Last week we revealed Iceland's holding company Icebox Holdings had written to suppliers telling them it would extend payment terms to 90 days and introduce a settlement discount of 2.75% on all invoices from 1 January.
Most suppliers are believed to be on 45 days currently, with no settlement discount. The move outraged suppliers, many of whom have vowed to fight it. This week, Iceland was understood to be in back-to-back meetings with suppliers to discuss the terms. The retailer was unavailable for comment.
Some suppliers have also raised the matter with the commission's groceries inquiry. The episode is likely to strengthen the case for the code to be extended to cover smaller retailers - a proposal made by the commission in its provisional findings. The code currently applies only to any retailer with a market share of 8% or over; Iceland has 1.7% of the market [TNS Worldpanel].

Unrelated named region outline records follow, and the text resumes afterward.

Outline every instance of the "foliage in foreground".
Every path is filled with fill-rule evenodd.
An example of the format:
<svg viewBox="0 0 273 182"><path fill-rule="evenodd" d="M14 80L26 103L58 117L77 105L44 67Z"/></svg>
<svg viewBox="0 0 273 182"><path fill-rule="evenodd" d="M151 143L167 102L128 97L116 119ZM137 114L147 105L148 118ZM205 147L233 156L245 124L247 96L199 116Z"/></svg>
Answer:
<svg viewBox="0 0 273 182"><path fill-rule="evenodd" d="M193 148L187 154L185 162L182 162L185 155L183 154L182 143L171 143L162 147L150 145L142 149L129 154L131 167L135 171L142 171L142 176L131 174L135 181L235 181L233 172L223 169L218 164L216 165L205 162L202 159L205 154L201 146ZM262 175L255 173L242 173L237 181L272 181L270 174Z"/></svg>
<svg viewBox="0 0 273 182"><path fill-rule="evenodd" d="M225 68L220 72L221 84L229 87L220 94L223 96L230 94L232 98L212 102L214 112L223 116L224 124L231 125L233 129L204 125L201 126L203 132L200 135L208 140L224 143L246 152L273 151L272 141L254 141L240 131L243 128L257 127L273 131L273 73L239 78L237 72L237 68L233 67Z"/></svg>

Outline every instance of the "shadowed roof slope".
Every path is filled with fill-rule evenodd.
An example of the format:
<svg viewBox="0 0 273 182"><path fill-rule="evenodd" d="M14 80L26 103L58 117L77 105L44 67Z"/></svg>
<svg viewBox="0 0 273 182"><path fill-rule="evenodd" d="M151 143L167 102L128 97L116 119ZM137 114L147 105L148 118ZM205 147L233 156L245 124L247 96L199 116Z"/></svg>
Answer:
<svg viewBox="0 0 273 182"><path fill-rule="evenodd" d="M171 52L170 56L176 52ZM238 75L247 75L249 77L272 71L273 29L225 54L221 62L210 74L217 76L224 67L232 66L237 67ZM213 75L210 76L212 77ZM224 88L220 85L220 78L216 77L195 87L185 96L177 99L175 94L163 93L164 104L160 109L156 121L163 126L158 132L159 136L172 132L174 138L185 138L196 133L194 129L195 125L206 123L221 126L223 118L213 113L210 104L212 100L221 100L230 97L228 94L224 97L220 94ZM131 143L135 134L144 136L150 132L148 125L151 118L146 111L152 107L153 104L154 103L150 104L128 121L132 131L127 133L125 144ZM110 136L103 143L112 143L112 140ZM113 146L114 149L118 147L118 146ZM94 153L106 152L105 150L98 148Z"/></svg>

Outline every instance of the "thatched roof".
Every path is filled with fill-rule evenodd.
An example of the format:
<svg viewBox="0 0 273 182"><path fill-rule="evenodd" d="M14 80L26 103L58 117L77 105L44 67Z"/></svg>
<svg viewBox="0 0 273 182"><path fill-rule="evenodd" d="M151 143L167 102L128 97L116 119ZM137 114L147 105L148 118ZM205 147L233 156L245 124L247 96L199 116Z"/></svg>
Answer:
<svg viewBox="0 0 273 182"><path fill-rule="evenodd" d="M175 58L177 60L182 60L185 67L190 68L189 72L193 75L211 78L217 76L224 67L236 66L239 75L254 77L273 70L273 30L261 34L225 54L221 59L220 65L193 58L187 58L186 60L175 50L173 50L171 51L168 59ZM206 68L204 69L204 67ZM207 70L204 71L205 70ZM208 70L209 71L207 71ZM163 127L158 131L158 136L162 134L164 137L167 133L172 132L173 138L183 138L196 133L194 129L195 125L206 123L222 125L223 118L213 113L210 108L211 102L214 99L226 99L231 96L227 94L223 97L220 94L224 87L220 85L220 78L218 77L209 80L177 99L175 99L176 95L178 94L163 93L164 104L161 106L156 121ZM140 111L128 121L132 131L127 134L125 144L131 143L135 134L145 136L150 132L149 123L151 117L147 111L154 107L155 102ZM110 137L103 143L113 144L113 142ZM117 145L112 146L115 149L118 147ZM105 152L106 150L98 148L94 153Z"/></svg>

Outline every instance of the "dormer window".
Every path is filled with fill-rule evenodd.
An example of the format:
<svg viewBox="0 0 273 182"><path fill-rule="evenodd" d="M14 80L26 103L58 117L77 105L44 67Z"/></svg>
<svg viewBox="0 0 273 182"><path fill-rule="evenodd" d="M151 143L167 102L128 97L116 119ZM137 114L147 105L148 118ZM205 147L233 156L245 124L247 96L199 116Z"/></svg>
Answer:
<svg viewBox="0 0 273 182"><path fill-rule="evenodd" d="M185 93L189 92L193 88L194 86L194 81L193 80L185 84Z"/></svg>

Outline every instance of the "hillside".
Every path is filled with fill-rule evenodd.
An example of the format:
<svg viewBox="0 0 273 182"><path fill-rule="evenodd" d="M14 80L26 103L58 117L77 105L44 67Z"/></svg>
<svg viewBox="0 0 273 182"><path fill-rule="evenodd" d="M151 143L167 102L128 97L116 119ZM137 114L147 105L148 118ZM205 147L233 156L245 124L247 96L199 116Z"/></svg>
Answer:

It also emerged this week that just days before it wrote to suppliers, Iceland lodged a submission with the commission insisting it was not necessary to extend the Supermarkets Code of Practice to cover retailers smaller than the big four.
In the submission, Iceland said: "We have seen no evidence whatsoever in your findings or within our own experiences that would support an extension of the code into other categories of grocery. Smaller food retailers do not have sufficient buying power to exert any significant influence over major food suppliers."
The submission drew a stunned reaction from one supplier affected by the changes in terms. He said: "What? Bloody hell. That's barking. Cheeky bastards."
A commission spokesman said the inquiry was taking an interest in the Iceland case. He added: "It doesn't follow that just because a retailer is smaller it doesn't have any influence over its suppliers. It could be a supplier's only customer."